Q. My new bath in Maine looks great with ceramic tiles and white grout, except that the grout is already badly stained. How can I keep it as white as it started out?
A. Yep, it happens every time. Designers often suggest using white or light pastel colors for grout, with miserable results: dirt and mold. Try applying straight bleach, leave it on for a minute or two, and scrub with a small brush. Repeat as necessary. Still no success? OK, I’m not a designer, but I am suggesting something that a designer with imagination might find an interesting idea: Take out the dirty grout and put in the blackest grout you can find. Smashing! If you put in the dark grout, seal it with a tile sealer the next day.
Q. When a contractor installed a new hot air furnace in my basement, he added coils and other parts of a whole house air conditioner. When I started it up, a lot of water appeared on the basement floor, making a rather big mess. What happened and how can that be fixed?
A. I think the installer forgot to put in a water return line leading to the outdoors. The coils on top of the furnace are cooled by the air conditioner, allowing water vapor to condense on the coils during operation.
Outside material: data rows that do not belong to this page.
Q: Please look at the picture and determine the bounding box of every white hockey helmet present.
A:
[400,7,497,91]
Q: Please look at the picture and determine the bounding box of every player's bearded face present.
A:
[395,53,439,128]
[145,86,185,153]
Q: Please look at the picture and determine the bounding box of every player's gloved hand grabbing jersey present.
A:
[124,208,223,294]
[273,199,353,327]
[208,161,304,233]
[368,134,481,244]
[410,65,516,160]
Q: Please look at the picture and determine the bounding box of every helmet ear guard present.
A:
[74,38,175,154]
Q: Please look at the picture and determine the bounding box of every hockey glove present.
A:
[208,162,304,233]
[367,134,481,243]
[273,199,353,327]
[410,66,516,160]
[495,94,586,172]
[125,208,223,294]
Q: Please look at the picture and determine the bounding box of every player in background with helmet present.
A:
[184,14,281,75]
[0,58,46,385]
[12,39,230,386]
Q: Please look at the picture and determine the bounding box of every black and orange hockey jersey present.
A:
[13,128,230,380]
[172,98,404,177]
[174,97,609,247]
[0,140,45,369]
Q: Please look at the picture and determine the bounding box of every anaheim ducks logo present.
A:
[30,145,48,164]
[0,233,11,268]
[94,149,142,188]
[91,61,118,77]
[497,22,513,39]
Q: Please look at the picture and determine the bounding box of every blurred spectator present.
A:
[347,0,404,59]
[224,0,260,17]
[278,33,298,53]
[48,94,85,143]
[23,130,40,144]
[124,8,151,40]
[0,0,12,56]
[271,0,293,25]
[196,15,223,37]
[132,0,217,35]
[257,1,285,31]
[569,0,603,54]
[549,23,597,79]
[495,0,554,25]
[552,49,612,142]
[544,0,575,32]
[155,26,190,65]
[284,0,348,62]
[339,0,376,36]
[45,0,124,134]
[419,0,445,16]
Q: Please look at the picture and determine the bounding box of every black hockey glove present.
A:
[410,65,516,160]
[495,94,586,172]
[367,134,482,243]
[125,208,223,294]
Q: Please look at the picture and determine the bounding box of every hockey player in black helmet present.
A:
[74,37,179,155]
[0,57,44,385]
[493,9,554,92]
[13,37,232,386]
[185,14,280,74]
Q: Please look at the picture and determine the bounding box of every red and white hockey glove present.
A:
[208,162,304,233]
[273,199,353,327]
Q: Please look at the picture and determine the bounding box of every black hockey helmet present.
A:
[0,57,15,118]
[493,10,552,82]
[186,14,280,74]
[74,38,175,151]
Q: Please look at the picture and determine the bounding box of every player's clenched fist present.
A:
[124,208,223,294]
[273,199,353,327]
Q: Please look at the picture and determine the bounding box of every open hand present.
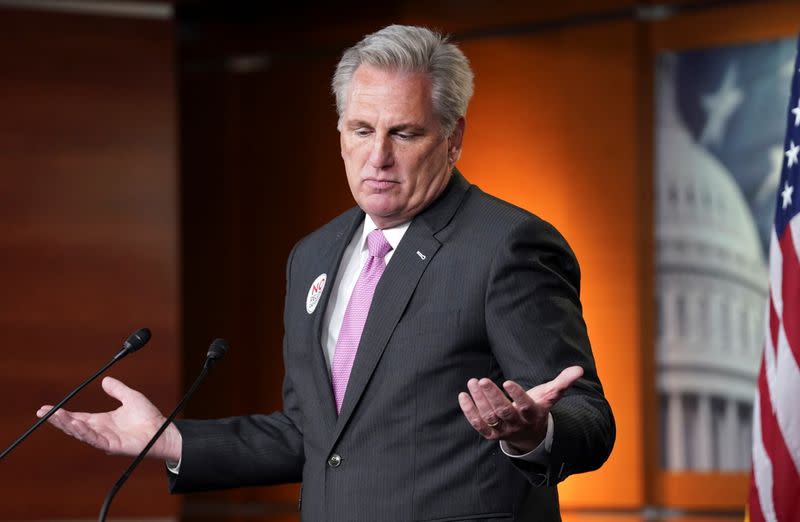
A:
[458,366,584,453]
[37,376,181,462]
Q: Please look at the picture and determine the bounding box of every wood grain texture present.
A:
[0,8,179,520]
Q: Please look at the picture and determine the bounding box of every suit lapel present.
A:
[309,208,364,432]
[331,170,472,445]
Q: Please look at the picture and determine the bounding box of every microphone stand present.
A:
[98,341,226,522]
[0,328,151,462]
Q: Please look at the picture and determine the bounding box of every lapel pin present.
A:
[416,251,426,260]
[306,273,327,314]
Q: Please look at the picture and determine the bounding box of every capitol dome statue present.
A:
[655,54,768,471]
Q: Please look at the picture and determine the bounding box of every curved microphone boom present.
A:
[98,338,229,522]
[0,328,152,462]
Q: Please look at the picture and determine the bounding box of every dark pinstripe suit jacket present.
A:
[170,171,615,521]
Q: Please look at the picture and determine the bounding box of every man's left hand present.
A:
[458,366,584,453]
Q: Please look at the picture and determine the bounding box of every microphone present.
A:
[98,338,229,522]
[0,327,151,462]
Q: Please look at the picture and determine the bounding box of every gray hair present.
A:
[332,24,474,136]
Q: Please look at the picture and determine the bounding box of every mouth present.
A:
[363,178,399,190]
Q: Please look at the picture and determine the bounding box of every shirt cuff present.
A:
[499,412,554,464]
[166,458,181,475]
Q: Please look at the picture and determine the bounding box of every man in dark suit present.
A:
[39,24,614,521]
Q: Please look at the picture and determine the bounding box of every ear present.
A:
[448,117,466,165]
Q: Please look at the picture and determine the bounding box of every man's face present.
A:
[340,64,464,229]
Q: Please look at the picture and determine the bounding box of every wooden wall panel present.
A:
[0,8,179,520]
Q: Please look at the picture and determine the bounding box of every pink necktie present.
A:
[331,229,392,413]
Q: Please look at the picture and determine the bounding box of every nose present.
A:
[368,134,394,169]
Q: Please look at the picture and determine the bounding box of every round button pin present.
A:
[306,273,327,314]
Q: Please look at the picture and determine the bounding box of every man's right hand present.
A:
[36,376,182,463]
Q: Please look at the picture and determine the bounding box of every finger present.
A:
[466,379,499,425]
[478,378,518,424]
[458,392,496,439]
[101,376,141,405]
[552,366,584,389]
[66,417,111,451]
[38,405,96,424]
[43,407,92,429]
[527,366,585,408]
[44,409,76,434]
[503,381,539,424]
[45,410,112,451]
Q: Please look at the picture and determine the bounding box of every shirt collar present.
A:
[360,214,410,253]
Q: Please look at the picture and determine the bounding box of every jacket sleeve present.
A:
[484,216,615,486]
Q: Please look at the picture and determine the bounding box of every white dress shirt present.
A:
[321,214,409,370]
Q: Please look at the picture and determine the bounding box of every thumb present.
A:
[527,366,585,408]
[552,365,584,390]
[101,376,139,404]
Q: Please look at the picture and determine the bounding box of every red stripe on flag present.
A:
[757,363,800,521]
[778,230,800,365]
[769,296,779,356]
[748,468,767,522]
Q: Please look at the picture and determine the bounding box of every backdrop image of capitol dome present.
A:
[653,37,797,473]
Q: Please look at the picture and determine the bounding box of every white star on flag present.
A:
[781,181,794,209]
[792,98,800,127]
[699,62,743,146]
[785,140,800,168]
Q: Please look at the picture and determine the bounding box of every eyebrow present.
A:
[344,119,372,129]
[390,124,426,133]
[344,120,426,133]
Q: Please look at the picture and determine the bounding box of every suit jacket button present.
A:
[327,453,342,468]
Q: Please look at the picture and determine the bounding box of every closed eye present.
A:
[393,131,416,140]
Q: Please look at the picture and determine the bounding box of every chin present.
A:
[360,196,399,214]
[365,208,399,221]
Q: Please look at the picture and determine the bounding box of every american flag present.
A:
[747,36,800,522]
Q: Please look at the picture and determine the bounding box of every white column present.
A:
[663,288,676,346]
[720,299,730,353]
[752,308,763,358]
[667,392,685,470]
[735,302,746,354]
[720,398,738,471]
[686,290,697,344]
[708,292,720,352]
[696,394,713,470]
[698,293,709,341]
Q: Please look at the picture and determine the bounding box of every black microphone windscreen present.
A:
[207,338,229,360]
[123,328,151,353]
Normally a plastic line is installed in the insulated unit that contains the coils, leading to a small pump that pumps the condensate to the outdoors. Call the contractor back and have him install such a line and pump, for free.
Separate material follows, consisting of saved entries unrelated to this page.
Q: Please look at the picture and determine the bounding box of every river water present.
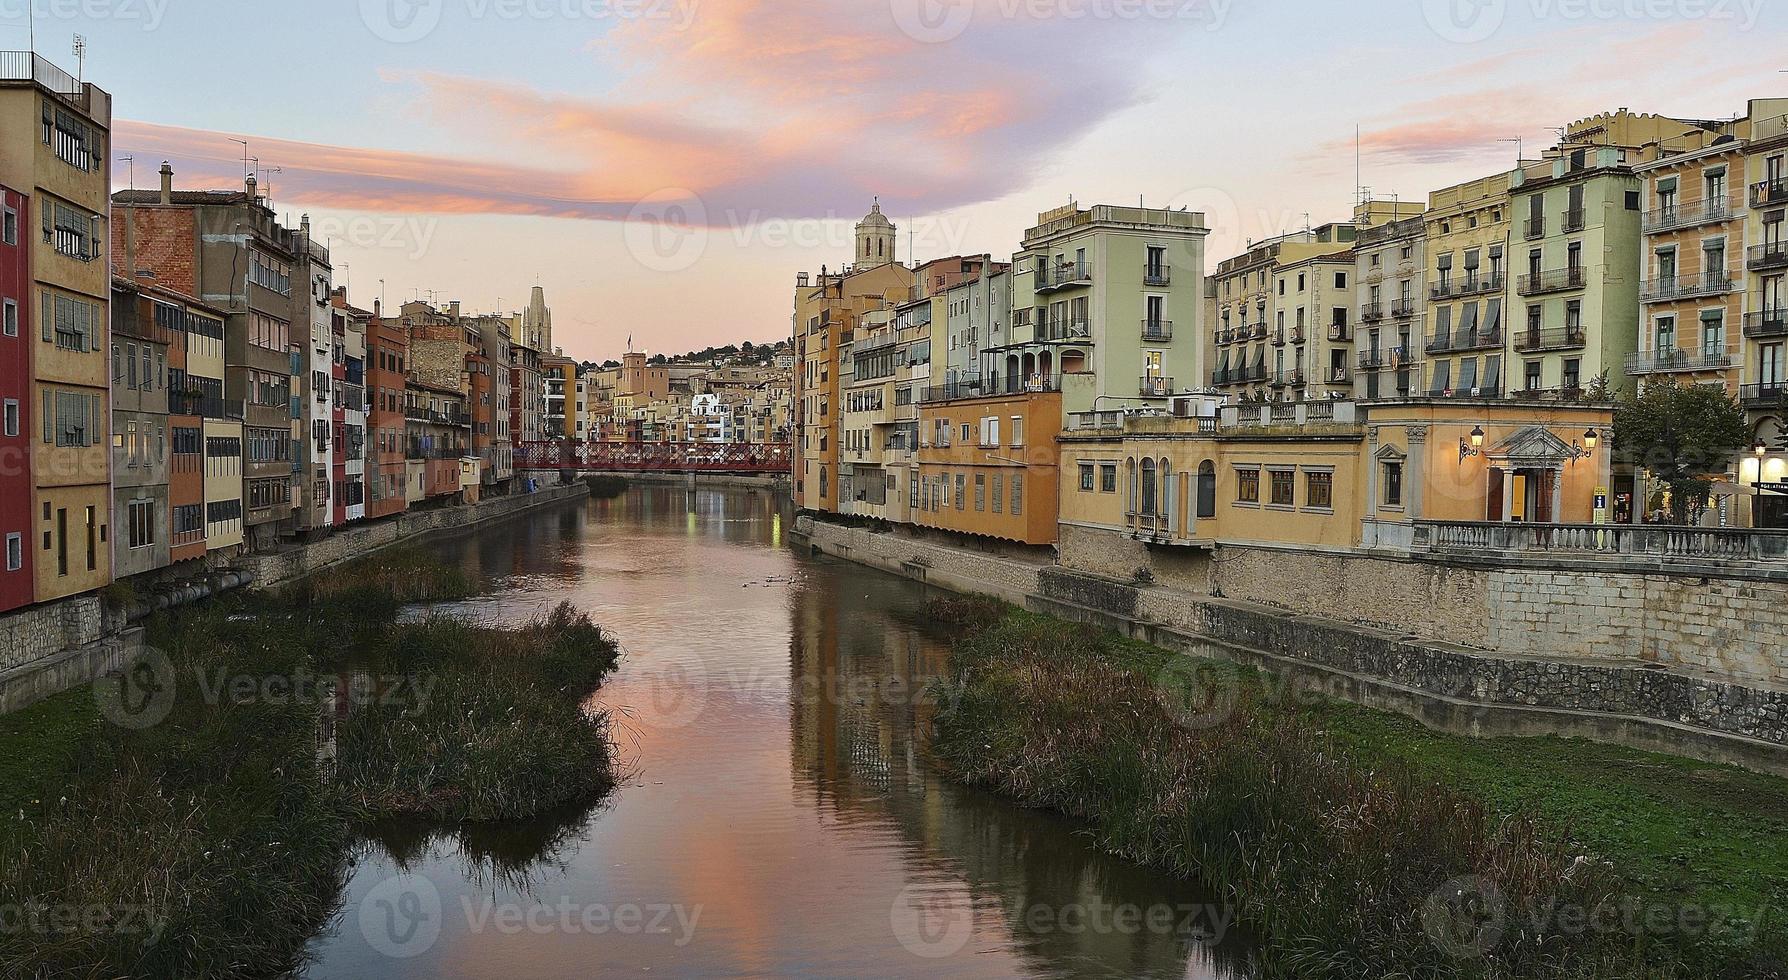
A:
[301,485,1254,979]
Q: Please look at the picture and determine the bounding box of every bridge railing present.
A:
[517,441,792,473]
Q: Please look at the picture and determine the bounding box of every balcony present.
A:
[1139,376,1174,397]
[1524,216,1546,239]
[1390,299,1419,319]
[1744,308,1788,339]
[1742,383,1787,409]
[1271,328,1287,347]
[1639,274,1735,303]
[1247,322,1268,340]
[1508,386,1586,403]
[1036,261,1093,293]
[1753,179,1788,209]
[1643,198,1733,233]
[168,394,246,420]
[1512,327,1586,352]
[1143,265,1171,287]
[1217,327,1237,345]
[1426,329,1503,354]
[1429,274,1504,301]
[1423,384,1503,400]
[919,373,1060,403]
[1037,318,1092,342]
[1411,521,1788,563]
[1625,348,1733,375]
[1327,322,1350,342]
[1561,209,1586,233]
[1222,364,1266,385]
[1360,302,1386,323]
[1141,319,1173,342]
[1749,243,1788,272]
[1518,267,1586,296]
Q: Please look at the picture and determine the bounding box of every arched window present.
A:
[1126,457,1139,516]
[1141,458,1157,518]
[1159,459,1172,522]
[1197,460,1216,519]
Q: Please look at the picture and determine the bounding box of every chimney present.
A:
[300,213,311,238]
[158,161,173,205]
[246,174,258,201]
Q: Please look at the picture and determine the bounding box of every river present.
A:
[301,484,1254,979]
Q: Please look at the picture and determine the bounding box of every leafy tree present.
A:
[1613,379,1748,524]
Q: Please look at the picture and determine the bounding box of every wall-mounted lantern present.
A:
[1459,425,1485,462]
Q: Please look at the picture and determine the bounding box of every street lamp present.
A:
[1460,425,1485,461]
[1568,427,1599,463]
[1755,441,1769,529]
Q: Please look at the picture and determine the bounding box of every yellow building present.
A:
[1,55,114,602]
[201,418,245,554]
[1058,397,1612,560]
[1424,172,1513,399]
[1211,224,1357,400]
[916,389,1060,546]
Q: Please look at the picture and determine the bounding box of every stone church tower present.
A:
[853,199,896,270]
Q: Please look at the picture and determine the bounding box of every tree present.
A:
[1613,379,1748,524]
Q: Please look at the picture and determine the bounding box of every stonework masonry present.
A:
[799,514,1788,776]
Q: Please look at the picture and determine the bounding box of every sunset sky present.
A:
[15,0,1785,361]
Q. My new concrete steps get very dirty, practically every day, and I can’t seem to keep them clean? How can I do that?
A. It’s not easy to keep things clean outdoors except with a constant vigil, especially concrete that is roughened (floated with a wood trowel) to make it nonslippery. But you can power wash the concrete to keep the steps clean. Buy a power-washing machine and all will be well if Wilmington lets you use the water. For additional protection, you can apply a clear sealer to the concrete or apply one coat of a semitransparent stain.
Q. I have some white painted or anodized aluminum tubing chairs with plastic seats and backs. Whenever I touch the tubing, white powdery stuff rubs off on my clothing. It washes off easily, but it is a real nuisance. Is there any way to stop this stuff from rubbing off?
A. I think that the aluminum is oxidizing, or reacting to the elements in some way as it ages. That happened to my high-quality aluminum storm windows whenever I washed them. I solved the problem by hosing down the windows heavily, but that didn’t last very long, and certainly won’t help you. Check where you bought the chairs. Or, you could try painting the aluminum. Otherwise it beats the heck out of the Handyman.